What would you say if my neck played ok with a bit of fret buzz. Action is comfortable. Intonation is good.

But it looks (visually) like my neck has got a bow around 5th fret to the headstock.

I can't figure it out. I took a day and set this floyd rose up including me messing with the truss rod.

I put a capo on the first fret. Hold the 24th fret or even the 12 fret and i can lightly tap the around the 8/10th fret or 6/7th fret respectively on the high E.

That whole example of how how much room should be under the fret when fretting the first fret and the last fret didn't make much sense. I really had to crank on the truss rod to see a significant change. i just got it completely flat and then adjust the truss rod until i could barely have any space under the high e when fretting first and last fret.

My OCD is driving me nuts though. if i play it looks like the neck is bent more than when i take my hands off of it.

Just looking at it makes me want to dick with it some more and it it was really a huge pain in the ass to get it setup this well.

I think the proper way is holding the first fret and the fret where the neck meets the body (depends on the guitar, usually around 17-19th fret) and look between frets 7 and 9 on the Low E. If there is a slight space between the Low E and those frets, you're fine. If the Low E string touches those frets, you need to loosen the truss rod. If there is too much space between the string and the frets, you need to tighten it a bit.

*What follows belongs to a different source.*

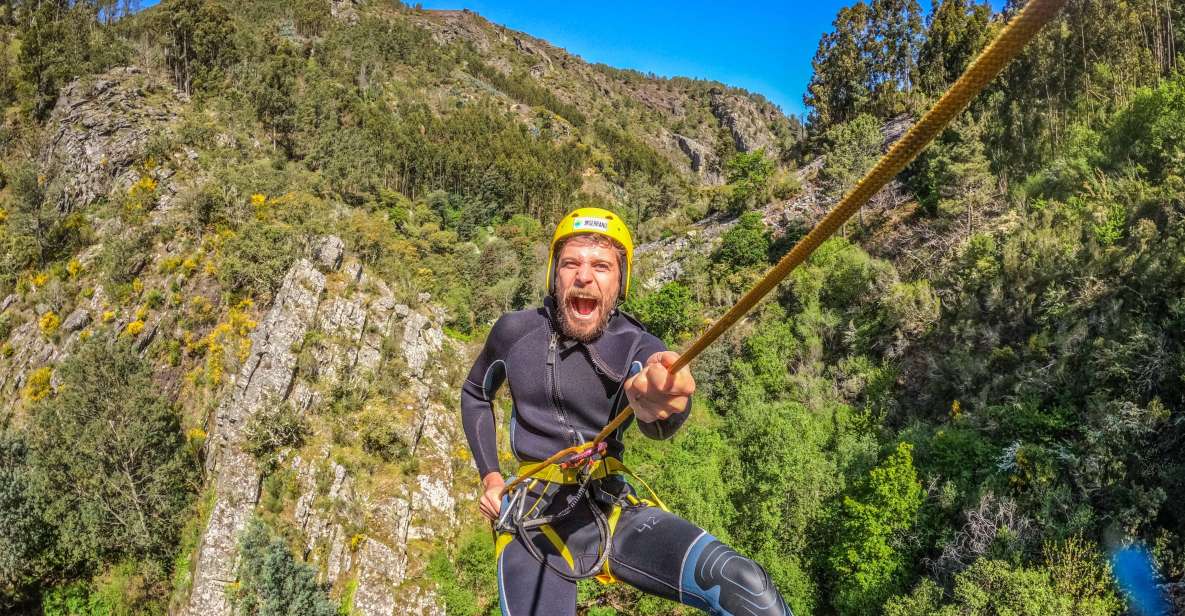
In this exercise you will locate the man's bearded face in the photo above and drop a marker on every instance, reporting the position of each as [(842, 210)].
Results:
[(588, 280)]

That's how I do it and it has always worked...
Last edited by DanyFS at Jan 29, 2016,
To add to that, you have to wait a bit for the wood to settle after each small adjustment to the truss rod. quarter to a half turn, let it sit a half hour.
Based on your first sentence, it sounds like it's all good. Yes, some bow is usually desirable not too much of course. To check it using the string you would hold or capo on the first fret and either the last or the 17th fret (there's no consensus) and then look at how much space there is on the 8th fret. You may want to check with your guitar manufacturer what they recommend. They may even tell you exactly how much relief there should be. It's usually said that it should be between the thickness of a business card and a credit card.